Porque Cristo vino principalmente para dar respuesta al problema de la muerte que padece cada individuo. Ciertamente nos enseñó que debemos dar de comer al hambriento, vestir al desnudo, acoger al migrante y visitar al enfermo. Nos dijo que esas obras nos hacían idóneos para entrar en el reino de Dios. Pero su misión principal fue mostrarnos que estamos llamados a la eternidad y que no está bien resignarnos a esta vida temporal como la única realidad que cuenta, sino que debemos vivir esta vida temporal con responsabilidad moral y caridad en función de la eterna que esperamos.
El relato evangélico de hoy engarza dos narraciones en las que Jesús se muestra como aquel que ha venido a devolver la salud y la vida.

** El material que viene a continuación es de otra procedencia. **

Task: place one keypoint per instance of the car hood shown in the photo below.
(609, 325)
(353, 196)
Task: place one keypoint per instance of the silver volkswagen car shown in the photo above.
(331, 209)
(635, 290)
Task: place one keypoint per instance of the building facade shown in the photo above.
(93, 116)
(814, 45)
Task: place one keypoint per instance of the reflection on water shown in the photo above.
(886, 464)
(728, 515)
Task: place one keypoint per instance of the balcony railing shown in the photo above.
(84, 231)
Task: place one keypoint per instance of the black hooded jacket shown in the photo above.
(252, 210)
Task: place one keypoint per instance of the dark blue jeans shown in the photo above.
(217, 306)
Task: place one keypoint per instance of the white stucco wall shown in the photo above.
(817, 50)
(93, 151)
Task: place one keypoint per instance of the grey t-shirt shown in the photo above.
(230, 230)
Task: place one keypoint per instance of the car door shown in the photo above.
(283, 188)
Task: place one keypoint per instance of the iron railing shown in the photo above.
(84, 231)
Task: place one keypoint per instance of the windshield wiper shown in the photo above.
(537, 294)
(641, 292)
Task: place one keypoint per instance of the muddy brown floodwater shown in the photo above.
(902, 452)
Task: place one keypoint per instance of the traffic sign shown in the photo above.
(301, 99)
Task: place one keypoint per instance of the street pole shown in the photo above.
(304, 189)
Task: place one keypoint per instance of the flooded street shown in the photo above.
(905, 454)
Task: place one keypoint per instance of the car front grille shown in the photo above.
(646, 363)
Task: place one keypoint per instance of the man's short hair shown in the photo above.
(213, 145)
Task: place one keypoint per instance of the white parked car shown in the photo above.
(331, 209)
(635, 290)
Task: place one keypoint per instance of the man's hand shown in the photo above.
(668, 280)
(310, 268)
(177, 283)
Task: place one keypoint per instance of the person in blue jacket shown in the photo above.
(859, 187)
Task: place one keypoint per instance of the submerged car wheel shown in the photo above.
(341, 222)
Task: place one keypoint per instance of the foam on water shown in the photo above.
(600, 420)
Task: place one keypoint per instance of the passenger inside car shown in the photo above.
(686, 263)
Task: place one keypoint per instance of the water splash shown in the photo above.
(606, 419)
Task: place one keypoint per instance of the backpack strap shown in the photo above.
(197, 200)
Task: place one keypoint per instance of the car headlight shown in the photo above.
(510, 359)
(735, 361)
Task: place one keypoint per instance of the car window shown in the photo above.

Requieren su intervención para curar a una niña enferma, pero al llegar a la casa donde ella está, la niña ha muerto y todos piensan que Jesús ya no tiene nada que hacer. Es lo que piensan muchos hoy; Jesús vale para motivar la solución de problemas temporales; pero no para abrir horizontes de eternidad. Jesús ya no puede hacer nada frente a la muerte. Pero él insiste, y hace que la niña despierte a esta vida mortal y temporal, como signo de que él ha venido a despertarnos del sueño de la muerte a la vida donde ya no hay ni enfermedad, ni dolor, ni lágrimas, pues es la vida con Dios para siempre. De camino, una mujer le roba a Jesús, por decirlo de algún modo, su poder curativo, pues se acerca a él sin hacerse notar y toca su manto con la convicción de que recobrará la salud. Jesús se da cuenta, se vuelve, pide que quien le ha tocado se muestre. La mujer apenada se presenta y Jesús la tranquiliza con estas palabras: Hija, tu fe te ha curado. Vete en paz y queda sana de tu enfermedad. Nosotros sabemos que estas palabras de Jesús son anticipo de una curación más radical, más definitiva, más profunda. Jesús ha venido para curarnos de la enfermedad definitiva que es la muerte, que no es parte del designio creador de Dios. No invalidemos la misión de Jesús, que le costó tan alto precio cumplir. No reduzcamos a Jesús maestro de moral para hacer frente a las carencias temporales de la humanidad y aceptando la muerte como una fatalidad sin remedio.